# Predicting Top 10 Billboard Hot 100 Hits

## Intro

The Billboard Hot 100 chart has tracked the most popular songs in the United States since its inception in 1958. This project centers on predicting songs' chart performance by leveraging Spotify's audio features and various popularity metrics sourced from Spotify. Through in-depth analysis of datasets that include audio characteristics such as tempo, danceability, and energy, along with Spotify's popularity scores and streaming data, the project aims to create a model capable of forecasting a song's potential success on the Hot 100 chart. By studying these relationships and identifying key factors that drive a song's charting potential, the project seeks to uncover patterns and insights that illustrate the evolving landscape of popular music over the years.

The project is a continuation of my previous Data Science project, where I performed a thorough analysis on the songs from the Billboard Hot 100 chart. It takes a close look at different tendencies over the years, performance of different genres, usage of different words, correlations between features, lyric sentiment etc.

The goal of this project is to make an attempt at predicting which songs can climb to the top 10 of the Billboard Hot 100 and find out if their audio features contribute to their charting, by also taking into account different Spotify popularity metrics. It aims to also see if the chart position can even be effectively predicted, or if it comes from outside unpredictable factors.

## Workflow

### 1. Gathering artist information

Using the Spotify API, I was able to collect information about the artists' Spotify popularity and followers. They were used as two new features, representing a popularity metric for the main artist of each song, as artists' popularity often has an impact on the chart performance.

### 2. Data analysis

In this part, I explored the correlations that the Spotify audio features and popularity metrics and chart performance have with each other. I also took a look at the features' evolution over the years and their distributions.

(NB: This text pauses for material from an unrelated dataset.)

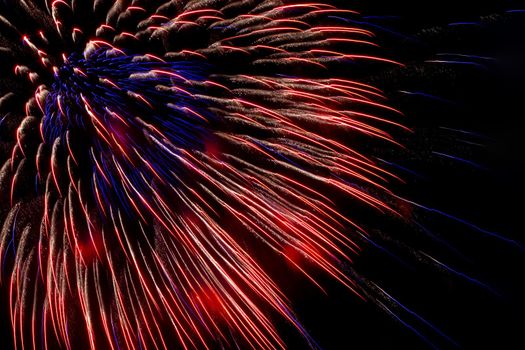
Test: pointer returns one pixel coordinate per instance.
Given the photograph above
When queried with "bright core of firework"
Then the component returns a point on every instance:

### 3. Feature engineering

I expanded the dataset with a total of three additional columns. One represents the total number of songs that the artist of the corresponding song has on the chart. The second one is a category indicating a very popular artist, having a high number of total songs and a high percentage of top 10 songs. The third one was engineered through separating the data in clusters based on just the audio features and evaluating the percentage of top 10 songs that each cluster contains.

### 4. Data preprocessing

The initial data had different bounds and very uneven distributions with a lot of outliers. For that reason the data was scaled and some of the features were transformed using square root or logarithm and then clipped in an upper and lower bound.

### 5. Top 10 Hit Classification

Different models are tested, leading to the conclusion that the Random Forest Classifier is performs the best. The target classes are imbalanced, hindering the model performance. After data oversampling and hyperparameter optimization, the model's performance is improved, but stil leaves a lot to be desired. 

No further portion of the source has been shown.